The RTO’s gross billings for the month were $11.2 billion — about one third of the total for all of 2013. Collateral calls for the month totaled $2.6 billion, more than six times the total for all of 2013. (See charts.)

PJM officials told the Members Committee that they are combing through data in preparation for an April 1 technical conference called by the Federal Energy Regulatory Commission.

January 2014 Billing & Collateral Activity (Source: PJM Interconnection, LLC)
January 2014 Billing & Collateral Activity (Source: PJM Interconnection, LLC)

Acting FERC Chair Cheryl LaFleur announced the conference Feb. 27, saying it would focus in part on the experience in PJM, which called on demand response, a voltage reduction and voluntary appeals for conservation to avoid rolling blackouts in the face of record demand and large numbers of generator outages.



Investigations Sought

Consumer advocates from the PJM states on Feb. 14 asked FERC to investigate the causes of the high prices.

“It is becoming apparent that the unprecedented energy and ancillary service prices that occurred in January were not reflective of smoothly operating market fundamentals, but were, instead, reflective of significant and systemic inefficiencies,” the advocates wrote. “For example, we know that more than 40,000 MW of generation was unavailable during critical periods in January due to forced outages.
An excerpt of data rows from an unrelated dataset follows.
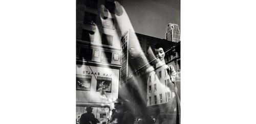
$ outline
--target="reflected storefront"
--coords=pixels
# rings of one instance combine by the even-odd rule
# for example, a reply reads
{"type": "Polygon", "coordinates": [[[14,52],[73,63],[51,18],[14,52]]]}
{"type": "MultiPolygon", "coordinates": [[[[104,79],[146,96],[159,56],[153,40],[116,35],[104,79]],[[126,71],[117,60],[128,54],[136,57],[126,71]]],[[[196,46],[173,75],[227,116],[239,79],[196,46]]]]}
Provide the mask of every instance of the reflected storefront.
{"type": "Polygon", "coordinates": [[[79,65],[76,71],[76,117],[91,106],[95,117],[105,121],[118,97],[119,70],[79,65]]]}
This is the same generation for which consumers in the PJM region are paying billions of dollars in capacity payments each year.”

The American Public Gas Association, which represents publicly owned local distribution companies, asked the Commodity Futures Trading Commission (CFTC) Feb. 20 to examine the cause of a 10% jump in the February 2014 New York Mercantile Exchange (NYMEX) Henry Hub contract.

The association said natural gas for February delivery jumped 52 cents to $5.557 per MMBtu, the highest closing price in more than three years, during the final hours of trading on Jan. 29.

While he said the association had no evidence of manipulation, APGA President Bert Kalisch said “We are more concerned about the pervasive pricing impact of NYMEX and want to be certain that the market is liquid and operating correctly.”

Gerald Ballinger, chairman of the group’s Gas Supply Committee, noted that most public gas companies purchase gas under contracts priced off of a price index.

Inside FERC’s Gas Market Report calculated the February price at Texas Gas Zone 1 based on a survey of 18 trades, 17 of which were basic transactions priced off of NYMEX, he said. The price rose to $5.54/MMBtu in February, compared up from $4.34/MMBtu in January.